In any lawsuit like this, an “employer can share its reason, airing the laundry” to justify why it fired the executives, Peter Glennon, a business and employment litigation attorney who is founder of The Glennon Law Firm based in Rochester, N.Y., told Legal Dive.
That could make any decision to sue Musk risky, since it could play into his claim that he fired the executives for cause.
“Stay tuned, more to come,” Musk said on Twitter this week, referring to the potential of more internal communications coming to light.
Second thoughts
Musk said in May that inaccurate bot numbers was one of his reasons for his saying he was prepared to back out of the $44 billion deal.

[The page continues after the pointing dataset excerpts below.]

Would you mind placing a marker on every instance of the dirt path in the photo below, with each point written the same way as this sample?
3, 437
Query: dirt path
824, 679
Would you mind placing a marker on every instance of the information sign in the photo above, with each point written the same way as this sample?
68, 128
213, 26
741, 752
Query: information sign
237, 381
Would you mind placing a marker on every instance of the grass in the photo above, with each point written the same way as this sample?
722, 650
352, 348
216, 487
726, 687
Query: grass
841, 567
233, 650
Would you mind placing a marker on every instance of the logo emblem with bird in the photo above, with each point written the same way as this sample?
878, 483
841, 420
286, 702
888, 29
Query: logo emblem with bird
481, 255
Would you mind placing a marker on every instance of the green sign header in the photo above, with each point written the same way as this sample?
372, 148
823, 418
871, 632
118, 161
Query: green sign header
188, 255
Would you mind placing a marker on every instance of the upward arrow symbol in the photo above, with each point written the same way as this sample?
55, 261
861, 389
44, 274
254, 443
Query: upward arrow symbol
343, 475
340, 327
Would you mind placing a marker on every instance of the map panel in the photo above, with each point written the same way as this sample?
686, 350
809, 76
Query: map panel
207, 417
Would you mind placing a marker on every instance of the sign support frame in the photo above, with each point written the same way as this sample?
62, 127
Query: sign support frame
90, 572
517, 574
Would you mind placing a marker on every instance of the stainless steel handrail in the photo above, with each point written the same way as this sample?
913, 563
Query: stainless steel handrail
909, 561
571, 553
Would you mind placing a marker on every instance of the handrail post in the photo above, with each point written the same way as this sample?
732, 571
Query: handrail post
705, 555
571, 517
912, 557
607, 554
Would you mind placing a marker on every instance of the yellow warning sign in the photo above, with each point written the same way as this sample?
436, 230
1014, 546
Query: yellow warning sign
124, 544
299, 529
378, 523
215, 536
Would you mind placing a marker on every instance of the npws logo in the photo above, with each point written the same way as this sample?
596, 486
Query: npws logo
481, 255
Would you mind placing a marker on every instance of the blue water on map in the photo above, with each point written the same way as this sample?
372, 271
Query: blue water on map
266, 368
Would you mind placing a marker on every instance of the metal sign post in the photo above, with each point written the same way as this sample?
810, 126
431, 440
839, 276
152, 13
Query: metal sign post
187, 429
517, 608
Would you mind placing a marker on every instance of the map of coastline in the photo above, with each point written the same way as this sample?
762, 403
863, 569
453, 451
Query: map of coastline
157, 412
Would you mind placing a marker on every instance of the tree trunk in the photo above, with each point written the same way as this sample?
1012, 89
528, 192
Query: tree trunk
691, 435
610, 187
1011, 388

“20% fake/spam accounts, while 4 times what Twitter claims, could be *much* higher,” Musk said in a May 17 tweet.
Musk sought information from Twitter on the fake accounts in April after he signed the binding agreement to buy the company for $54.20 a share, a roughly 38% premium over the company’s price of just under $40 at the time. The company’s share price later dropped, increasing the financial risk of the deal at the same time the value of Musk’s shares of his own companies, including Tesla, dropped on the falling strength of the broader economy.
At the time, analysts were saying Musk’s concern over the percentage of bot accounts might be a pretense for getting out of the deal after the economics of the deal soured.
It sounds like a “dog ate the homework” excuse for canceling the deal, Dan Ives of Wedbush Securities told The Economist.
Twitter responded to Musk’s request by releasing data showing about 5% of its accounts were bots, a number it had been using for years.
The two sides were set to go to court in October over his threat to nix the deal when Musk unexpectedly reversed course and said he would move forward with the purchase. The deal closed last week.
Determining cause
If he ends up showing the number of bot accounts to actually be higher than what executives were saying, that could help Musk show he had cause for the firings even though he had only been head of the company for one day before letting them go.
“A new owner can come in and review any person’s performance, and if they see a cause, determination is sufficient,” Glennon said.
The executives – CEO Parag Agrawal, CFO Ned Segal and Chief Legal Officer Vijaya Gadde – stand to lose more than $100 million in “golden parachute compensation” if they can’t successfully challenge their for-cause firing, most of that in the form of accelerated vesting of shares.
The accelerated shares are expected to be worth $56.4 million for Agrawal, $43.8 million for Segal and $19.4 million for Gadde, according to a CNN Business report. They also stand to lose their base pay and health insurance benefits for the year.
Separate from the parachute payments, the executives, as company shareholders, are owed more than $65 million from the purchase based on the $54.20 per-share price. Agrawal has 155,000 shares worth $8.4 million, Segal has 406,000 shares worth $22 million and Gadde has 642,000 shares worth $34.8 million, according to the CNN Business report.